TITLE OF THE LEARNING EXPERIENCE: The Great Puzzle by Melanie Fitzgerald, Adriondack School

1. LEARNING CONTEXT
Students will be able to complete this learning experience by relating it to the iniatiating activity of constructing a puzzle

This experience will show evidence that the Theory of drifting continents as proposed by Alfred Wegener is correct

2. PROCEDURE Relate this experience to the iniatiating activity and review the clues that made it possible to complete the picture

Give instructions to students: a. Point out areas A, B, D, D and relate it to Wegener's Theory. b. Students hould color the sections to match the letters of the alphabet. c. Cut the land masses and transfer to a blank sheet of paper. d. Move landmasses around to complete one supercontinent. e. Complete to get the best fit possible to form Pangaea and supprot Wegener's Theory.

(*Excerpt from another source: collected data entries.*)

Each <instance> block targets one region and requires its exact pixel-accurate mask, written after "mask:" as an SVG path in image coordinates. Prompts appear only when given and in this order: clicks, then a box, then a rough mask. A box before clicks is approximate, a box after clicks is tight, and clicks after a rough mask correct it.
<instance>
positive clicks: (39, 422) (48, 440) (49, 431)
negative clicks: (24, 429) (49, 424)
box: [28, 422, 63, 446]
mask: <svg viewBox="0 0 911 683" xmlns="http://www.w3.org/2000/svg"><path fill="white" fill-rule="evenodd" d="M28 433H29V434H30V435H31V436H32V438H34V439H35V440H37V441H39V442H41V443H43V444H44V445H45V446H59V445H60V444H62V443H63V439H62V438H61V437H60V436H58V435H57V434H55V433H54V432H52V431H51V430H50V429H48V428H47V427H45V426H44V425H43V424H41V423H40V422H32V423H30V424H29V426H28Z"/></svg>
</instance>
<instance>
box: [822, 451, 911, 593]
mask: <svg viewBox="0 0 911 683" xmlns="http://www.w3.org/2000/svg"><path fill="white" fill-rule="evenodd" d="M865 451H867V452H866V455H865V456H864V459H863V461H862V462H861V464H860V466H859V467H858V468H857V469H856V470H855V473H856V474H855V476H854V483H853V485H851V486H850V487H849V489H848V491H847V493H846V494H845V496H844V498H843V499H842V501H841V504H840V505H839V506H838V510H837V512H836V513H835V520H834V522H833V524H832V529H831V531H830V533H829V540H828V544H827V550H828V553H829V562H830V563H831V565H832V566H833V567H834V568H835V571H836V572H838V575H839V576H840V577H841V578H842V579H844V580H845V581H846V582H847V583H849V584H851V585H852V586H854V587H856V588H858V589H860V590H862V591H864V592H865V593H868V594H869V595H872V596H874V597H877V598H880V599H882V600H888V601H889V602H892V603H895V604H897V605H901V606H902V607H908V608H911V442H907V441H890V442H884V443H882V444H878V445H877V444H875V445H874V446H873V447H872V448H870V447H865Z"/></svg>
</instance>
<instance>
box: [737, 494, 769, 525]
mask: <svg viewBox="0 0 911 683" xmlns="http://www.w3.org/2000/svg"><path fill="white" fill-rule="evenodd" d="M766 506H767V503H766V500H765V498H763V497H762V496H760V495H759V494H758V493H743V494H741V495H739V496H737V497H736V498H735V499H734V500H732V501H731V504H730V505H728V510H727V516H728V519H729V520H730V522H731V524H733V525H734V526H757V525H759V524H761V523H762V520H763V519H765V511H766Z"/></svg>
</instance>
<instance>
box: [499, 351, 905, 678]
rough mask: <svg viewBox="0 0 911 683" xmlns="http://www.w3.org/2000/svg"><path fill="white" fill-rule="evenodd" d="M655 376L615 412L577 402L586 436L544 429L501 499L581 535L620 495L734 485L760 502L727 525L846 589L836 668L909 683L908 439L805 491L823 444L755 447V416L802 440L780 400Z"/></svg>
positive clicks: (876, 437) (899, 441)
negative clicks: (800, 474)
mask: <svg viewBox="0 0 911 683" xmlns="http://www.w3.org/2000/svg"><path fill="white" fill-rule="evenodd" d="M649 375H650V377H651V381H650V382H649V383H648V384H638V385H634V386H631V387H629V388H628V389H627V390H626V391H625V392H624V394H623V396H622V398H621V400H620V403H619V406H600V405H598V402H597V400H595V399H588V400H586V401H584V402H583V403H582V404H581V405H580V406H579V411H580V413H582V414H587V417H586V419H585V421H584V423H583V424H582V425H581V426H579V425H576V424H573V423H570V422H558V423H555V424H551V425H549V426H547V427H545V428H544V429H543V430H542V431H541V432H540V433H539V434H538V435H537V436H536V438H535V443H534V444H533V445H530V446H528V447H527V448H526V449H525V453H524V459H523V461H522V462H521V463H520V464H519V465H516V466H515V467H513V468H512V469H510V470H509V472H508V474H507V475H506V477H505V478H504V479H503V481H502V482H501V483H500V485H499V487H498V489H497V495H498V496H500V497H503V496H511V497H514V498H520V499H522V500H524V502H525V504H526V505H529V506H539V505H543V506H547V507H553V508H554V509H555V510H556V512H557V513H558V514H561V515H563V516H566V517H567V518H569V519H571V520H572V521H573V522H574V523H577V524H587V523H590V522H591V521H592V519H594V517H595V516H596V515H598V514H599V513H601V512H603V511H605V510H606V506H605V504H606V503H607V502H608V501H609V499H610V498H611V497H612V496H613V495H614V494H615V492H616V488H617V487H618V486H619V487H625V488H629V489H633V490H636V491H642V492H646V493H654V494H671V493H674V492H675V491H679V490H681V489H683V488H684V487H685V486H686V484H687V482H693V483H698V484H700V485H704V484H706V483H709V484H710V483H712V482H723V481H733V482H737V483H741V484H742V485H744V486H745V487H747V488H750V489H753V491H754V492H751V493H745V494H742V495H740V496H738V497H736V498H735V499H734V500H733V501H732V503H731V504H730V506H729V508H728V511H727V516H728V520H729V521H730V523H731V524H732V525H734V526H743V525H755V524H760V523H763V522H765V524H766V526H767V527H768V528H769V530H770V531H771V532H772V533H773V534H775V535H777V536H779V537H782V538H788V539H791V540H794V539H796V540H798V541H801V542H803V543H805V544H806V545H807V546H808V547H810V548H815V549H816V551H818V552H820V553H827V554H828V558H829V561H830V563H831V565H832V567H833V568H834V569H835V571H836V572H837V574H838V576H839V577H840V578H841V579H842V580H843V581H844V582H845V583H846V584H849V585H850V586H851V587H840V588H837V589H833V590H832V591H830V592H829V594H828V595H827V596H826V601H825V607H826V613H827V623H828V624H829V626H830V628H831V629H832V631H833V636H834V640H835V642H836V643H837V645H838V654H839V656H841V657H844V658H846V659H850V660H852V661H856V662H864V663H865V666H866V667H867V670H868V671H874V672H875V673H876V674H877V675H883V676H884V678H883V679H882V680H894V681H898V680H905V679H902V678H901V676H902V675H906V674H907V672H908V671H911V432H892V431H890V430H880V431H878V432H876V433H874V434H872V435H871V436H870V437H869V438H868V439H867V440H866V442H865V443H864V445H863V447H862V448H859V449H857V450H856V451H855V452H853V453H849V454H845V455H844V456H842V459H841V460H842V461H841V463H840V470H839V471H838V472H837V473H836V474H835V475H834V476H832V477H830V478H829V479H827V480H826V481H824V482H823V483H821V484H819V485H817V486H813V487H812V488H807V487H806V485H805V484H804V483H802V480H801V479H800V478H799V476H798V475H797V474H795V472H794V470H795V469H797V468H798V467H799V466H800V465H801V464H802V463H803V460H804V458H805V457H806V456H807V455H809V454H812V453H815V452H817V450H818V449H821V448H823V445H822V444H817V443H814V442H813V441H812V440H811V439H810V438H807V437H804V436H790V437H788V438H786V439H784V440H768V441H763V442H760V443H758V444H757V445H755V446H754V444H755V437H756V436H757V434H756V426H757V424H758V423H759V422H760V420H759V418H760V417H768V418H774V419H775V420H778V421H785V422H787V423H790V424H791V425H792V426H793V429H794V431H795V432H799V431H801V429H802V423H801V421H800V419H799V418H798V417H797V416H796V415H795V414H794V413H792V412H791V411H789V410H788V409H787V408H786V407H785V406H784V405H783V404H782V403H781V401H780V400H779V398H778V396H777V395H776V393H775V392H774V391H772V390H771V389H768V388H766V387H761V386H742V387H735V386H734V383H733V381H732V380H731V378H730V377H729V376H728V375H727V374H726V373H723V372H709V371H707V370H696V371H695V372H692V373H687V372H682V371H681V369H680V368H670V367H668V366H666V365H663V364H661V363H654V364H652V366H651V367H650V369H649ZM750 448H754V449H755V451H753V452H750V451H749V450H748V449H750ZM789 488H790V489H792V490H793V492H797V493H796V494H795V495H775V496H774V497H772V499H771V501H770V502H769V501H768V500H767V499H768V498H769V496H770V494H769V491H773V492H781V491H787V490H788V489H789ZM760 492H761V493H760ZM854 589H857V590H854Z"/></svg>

3. INSTRUCTIONAL/ENVIRONMENTAL MODIFICATIONS
Use of an Atlas to aid those students having difficulty fitting the landmasses together, allow students to work with a partner

4. TIME REQUIRED
Planning: 1 hour

Implementation: one 40 minute class period

Assessment: 5-8 minutes/paper 1

5. RESOURCES
Student: colored pencils, scissors, copy of land masses, glue, sheet of construction paper, Atlas

Teacher: overhead copy of land masses, wall map or globe rubric

6. ASSESSMENT PLAN
Score 4: all 7 continents included, all rock formations joined, appropiate title spelled correctly, activity arranged neatly on paper

Score 3: 5-6 continents included, most rock formations joined, title somewhat connected to activity, some of the continents not glued properly

Score 2: 3-4 continents included, some rock formations joined, title not connected to activity, most of the continents not arranged neatly

Score 1: 0-2 continents included, none of the rock formations joined, activity does not have a title, paper is dirty and messy

7. STUDENT WORK
1 paper with #4 rating

1 paper with #2-3 rating

8. REFLECTION
Learning experience meets above criteria since students analyze a theory and the elements that support or discredit the theory of Alfred Wegoner. They prove or disprove an hypothesis and evaluate their conclusion. It supports the standards of scientific inquiry in that the explanation of a natural phenonmena is developed in a creative process. All the students are actively engages in the process.

Materials are from the Scientific Discovery with the Laser Disc. It is published by Silver Burdett and this experiement correlates with materials presented on the disc.